I don’t race, but I ride tough terrain and I crash hard and often; this summer broke a rib, fibia, finger, stitches, and smashed knees. I don’t mind riding up XC trails, but coming down is when I want the good stuff.

I figure that at some point I’ll step it down, not sure how I’ll do it, maybe buy a less capable bike; clearly I’m not good at slowing down or taking the easy lines.

How about narrower bars


----------



## RustyIron (Apr 14, 2008)

russinthecascades said:


> My body is telling me to stop before I hurt myself, I can't cruise ride a race. I think I need to listen, just can't compete in 50+ category...
> 
> Anyone else hang them up at some point? Cross-country is still a go.


Meh. Never cared about organized racing.

I'd have to ride WHERE someone else dictated.
I'd have to ride WHEN someone else dictated. 
I'd have to ride at a PACE that others dictated.

Oh, and they make you PAY for the privilege.

You're 66 years old. You can ride where you want, when you want, as fast as you want.


----------



## rockman (Jun 18, 2004)

RustyIron said:


> Meh. Never cared about organized racing.
> 
> I'd have to ride WHERE someone else dictated.
> I'd have to ride WHEN someone else dictated.
> ...


I'd beg to differ on #3 in your list. The PACE is up to you. As far as paying for the privilege, most races are not for profit and the proceeds go to charity or to support trail advocacy organizations.

For me, a large part of the attraction is the opportunity to ride what are usually busy, multi-use trails at race pace without fear of running over a hiker. Now that is FUN. Even as we get older.


----------



## RustyIron (Apr 14, 2008)

rockman said:


> For me, a large part of the attraction is the opportunity to ride what are usually busy, multi-use trails at race pace without fear of running over a hiker. Now that is FUN. Even as we get older.


As long as it's FUN, that's what it's all about. No matter what discipline we choose, sometimes all of us can get confused and loose focus on why we do it.


----------



## Fairbanks007 (Sep 5, 2009)

rockman said:


> If it's not fun anymore and your too worried about crashing hang it up.


Best advice in this thread.


----------



## russinthecascades (Jun 1, 2013)

Nurse Ben said:


> Is it the racing "push" that makes you crash, the terrain, or are you just tired of crashing?

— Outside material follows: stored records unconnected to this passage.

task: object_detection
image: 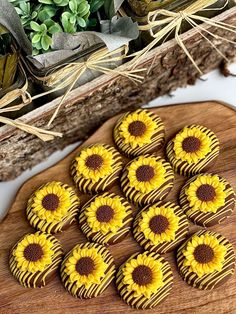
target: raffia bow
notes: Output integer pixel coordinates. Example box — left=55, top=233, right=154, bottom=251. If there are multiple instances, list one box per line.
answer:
left=133, top=0, right=236, bottom=74
left=0, top=65, right=62, bottom=142
left=44, top=46, right=146, bottom=126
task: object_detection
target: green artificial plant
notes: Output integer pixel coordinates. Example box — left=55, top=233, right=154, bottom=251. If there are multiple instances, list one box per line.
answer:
left=9, top=0, right=105, bottom=55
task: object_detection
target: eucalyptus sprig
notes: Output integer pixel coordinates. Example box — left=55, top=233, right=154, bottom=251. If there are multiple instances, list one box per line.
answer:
left=30, top=19, right=62, bottom=54
left=9, top=0, right=106, bottom=54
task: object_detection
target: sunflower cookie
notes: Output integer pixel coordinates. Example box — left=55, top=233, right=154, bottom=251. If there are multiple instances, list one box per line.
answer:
left=71, top=144, right=123, bottom=193
left=177, top=230, right=235, bottom=290
left=61, top=242, right=115, bottom=299
left=79, top=192, right=132, bottom=244
left=166, top=124, right=220, bottom=176
left=113, top=109, right=165, bottom=157
left=26, top=181, right=80, bottom=233
left=179, top=174, right=235, bottom=227
left=9, top=231, right=63, bottom=288
left=133, top=201, right=189, bottom=254
left=121, top=155, right=174, bottom=205
left=116, top=252, right=173, bottom=309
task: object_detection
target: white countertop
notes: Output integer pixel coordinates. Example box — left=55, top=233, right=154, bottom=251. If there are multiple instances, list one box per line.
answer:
left=0, top=64, right=236, bottom=221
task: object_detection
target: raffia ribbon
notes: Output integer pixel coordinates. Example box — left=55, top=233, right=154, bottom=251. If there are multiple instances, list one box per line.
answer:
left=0, top=64, right=62, bottom=142
left=44, top=46, right=146, bottom=126
left=133, top=0, right=236, bottom=74
left=0, top=46, right=146, bottom=141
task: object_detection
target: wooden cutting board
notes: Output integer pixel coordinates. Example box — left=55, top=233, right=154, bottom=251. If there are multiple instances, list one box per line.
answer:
left=0, top=102, right=236, bottom=314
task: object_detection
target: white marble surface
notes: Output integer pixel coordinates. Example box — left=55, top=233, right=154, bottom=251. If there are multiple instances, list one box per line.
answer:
left=0, top=64, right=236, bottom=220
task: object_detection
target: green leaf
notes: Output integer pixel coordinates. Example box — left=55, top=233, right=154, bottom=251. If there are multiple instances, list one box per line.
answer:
left=38, top=5, right=57, bottom=22
left=90, top=0, right=104, bottom=13
left=77, top=1, right=90, bottom=16
left=31, top=11, right=38, bottom=19
left=69, top=15, right=76, bottom=24
left=48, top=23, right=62, bottom=34
left=77, top=17, right=86, bottom=28
left=40, top=20, right=48, bottom=33
left=53, top=0, right=69, bottom=7
left=38, top=0, right=53, bottom=4
left=30, top=21, right=41, bottom=32
left=69, top=0, right=77, bottom=13
left=32, top=33, right=41, bottom=44
left=41, top=35, right=52, bottom=51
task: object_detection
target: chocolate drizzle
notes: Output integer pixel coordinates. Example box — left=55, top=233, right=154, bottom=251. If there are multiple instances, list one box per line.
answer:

Definitely the racing push and tiredness. The terrain I can handle and ride enough know what coming. After 3000 ft of climbing and 4 stages, I was very tired on the last crash. But that's not the reason I'm stopping - it the consequences of the crash since I won't throttle back.


----------



## russinthecascades (Jun 1, 2013)

RustyIron said:


> Meh. Never cared about organized racing.
> 
> I'd have to ride WHERE someone else dictated.
> I'd have to ride WHEN someone else dictated.
> ...


Understood. Racing is not for everyone, but I enjoy that challenge a few times a year and will continue with local "fun cross-country, do a lap, drink beer in garden with friends" racing series. I ride 3-4 a week so get plenty of riding where I want, when and how fast. I generally either ride with a friend that is much faster than I am, so I get stronger push his pace, or ride with my wife and enjoy her pace. Variety is part of what keeps me interested.


----------



## Kootbiker (Feb 2, 2016)

Keep up the enduros, just cut it back a notch. I am 64 and still do enduros for the challenge and rubbing shoulders with the young bucks.


----------



## Skooks (Dec 24, 2008)

Kootbiker said:


> Keep up the enduros, just cut it back a notch. I am 64 and still do enduros for the challenge and rubbing shoulders with the young bucks.


This, exactly. I am 58 and raced every one of our local fun enduro races this year, I am not particularly fast, but I not quite the slowest either. Riding/racing as fast as I can, competing with other old guys, and beer and burgers afterwards. Where else can you have that kind of fun for $5? I might stop if I seriously injure myself, but until it stops being fun I will keep doing it. I expect to be racing for quite some time.


----------